Claims: 1. A front and rear housing having a heat generating chamber formed therein, and a heat radiating chamber formed in at least one of the front and rear housings and circulating a circulating fluid adjacent to the heat generating chamber. A drive shaft rotatably supported by the front housing via a bearing device; a rotor rotatably provided by the drive shaft in the heat generating chamber; a wall surface of the heat generating chamber and an outer surface of the rotor; And a viscous fluid interposed in the gap of

The rear housing is provided with a control chamber which is communicated with the central area of the heat generating chamber and is capable of expanding and contracting the internal volume. When the capacity is reduced, the internal volume of the control chamber is increased at least by the viscous fluid. A variable-capacity viscous heater characterized by being performed by the Weissenberg effect.

2. The variable-capacity viscous heater according to claim 1, wherein the heat generating chamber has flat front and rear walls, and the rotor has a flat plate shape.

3. The capacity according to claim 1, wherein the control room is partitioned with a diaphragm, and the diaphragm is configured to be able to at least reduce the internal volume of the control room by an external input. Variable viscous heater.

4. A rear housing that forms a rear heat radiating chamber includes a rear plate that forms a rear wall surface of a heat generating chamber at a front end face, and forms a front wall surface of the rear heat radiating chamber at a rear end face, and a remaining rear housing. Consisting of the main body,

The rear plate, the rear housing main body, and the front housing are stacked and fastened by a through bolt between the rear plate and the rear housing main body with a gasket interposed therebetween, and the gasket integrally includes a diaphragm. 4. The variable capacity viscous heater according to claim 3, wherein the viscous heater has a variable capacity.

5. The control room is defined by having a bellows, and the bellows is configured to be able to at least reduce the internal volume of the control room by an external input. Or, a variable-capacity type viscous sun overnight described in 2.

6. A rear housing that forms a rear heat radiating chamber includes a rear plate that forms a rear wall surface of a heat generating chamber at a front end face, and forms a front wall surface of the rear heat radiating chamber at a rear end face, and a rear housing of the remaining part.
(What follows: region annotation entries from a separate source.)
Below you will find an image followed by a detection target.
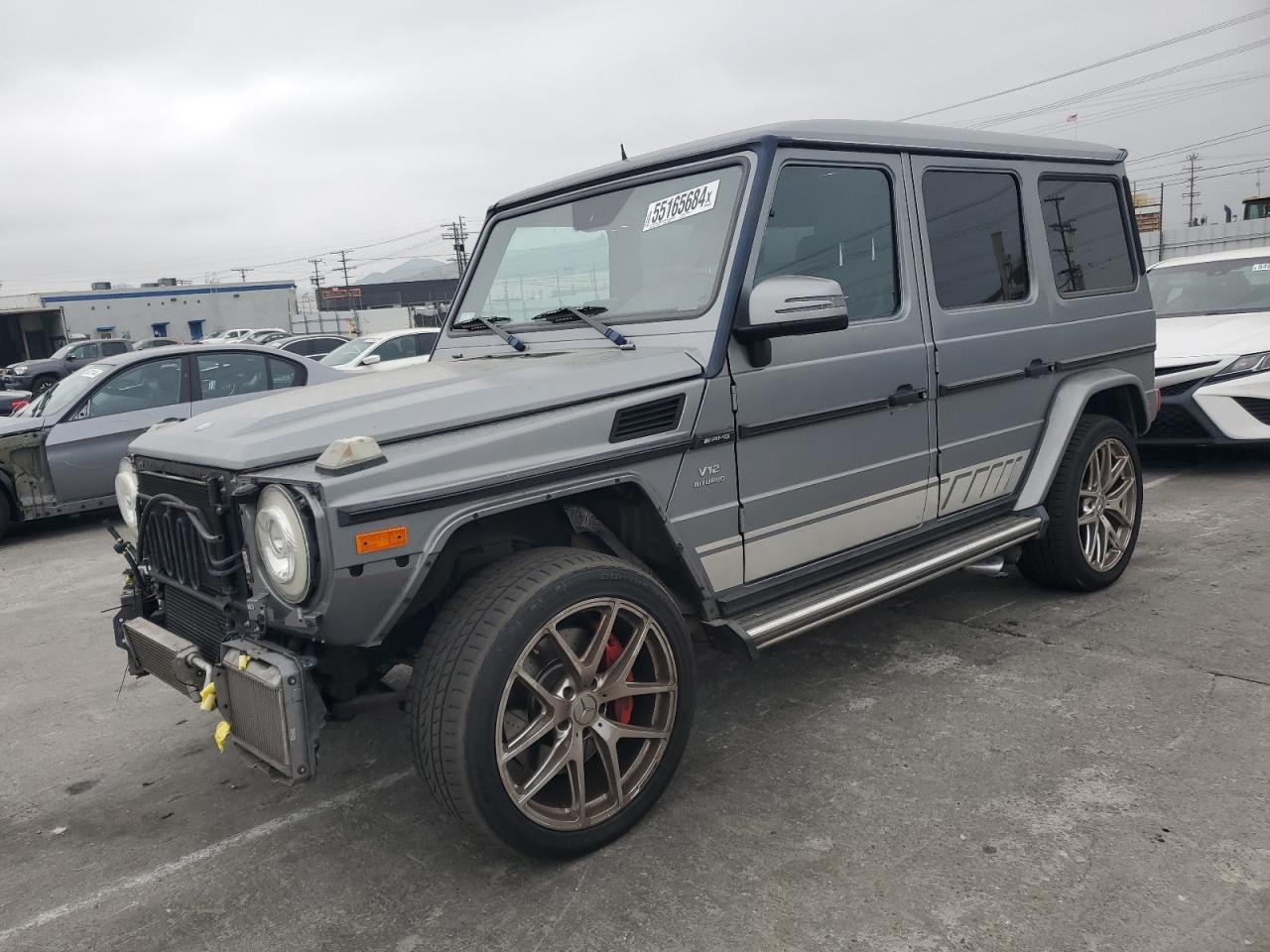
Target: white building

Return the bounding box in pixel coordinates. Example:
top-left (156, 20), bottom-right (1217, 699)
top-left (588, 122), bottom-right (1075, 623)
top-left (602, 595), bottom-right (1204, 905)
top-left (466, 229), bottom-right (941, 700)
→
top-left (0, 280), bottom-right (296, 364)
Consisting of the main body, The rear plate, the rear housing main body, and the front housing are stacked and fastened by a through bolt between the rear plate and the rear housing main body with a gasket interposed therebetween, and the gasket holds the bellows. The variable-capacity viscous heater according to claim 5, wherein the viscous heater is integrally provided.
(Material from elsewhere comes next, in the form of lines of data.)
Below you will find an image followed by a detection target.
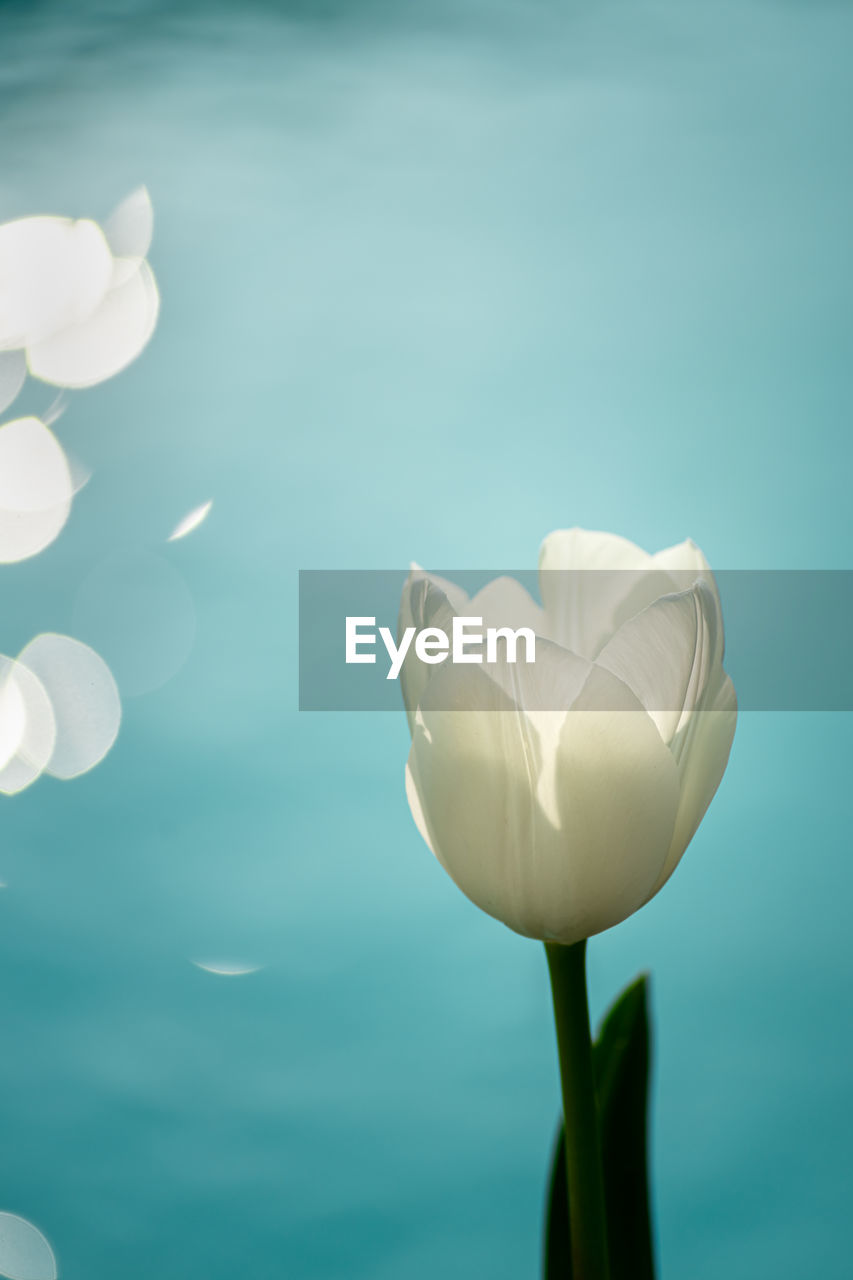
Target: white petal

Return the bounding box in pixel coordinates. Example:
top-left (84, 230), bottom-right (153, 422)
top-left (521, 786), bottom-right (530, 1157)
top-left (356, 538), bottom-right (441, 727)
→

7. The control room is defined by having a spool, and the spool is configured such that an internal volume of the control room can be adjusted by a solenoid excited by an external signal. Or the variable capacity viscous heater described in 2.

8. The control room is partitioned by having a spool, and the spool is configured so that the internal volume of the control room can be adjusted by a thermocouple. Variable viscous heater.

9. The variable capacity type according to claim 1, 2, 3, 4, 5, 6, 7, or 8, wherein a communication hole penetrating front and rear is provided in a central area of the rotor. Screw force Sweater.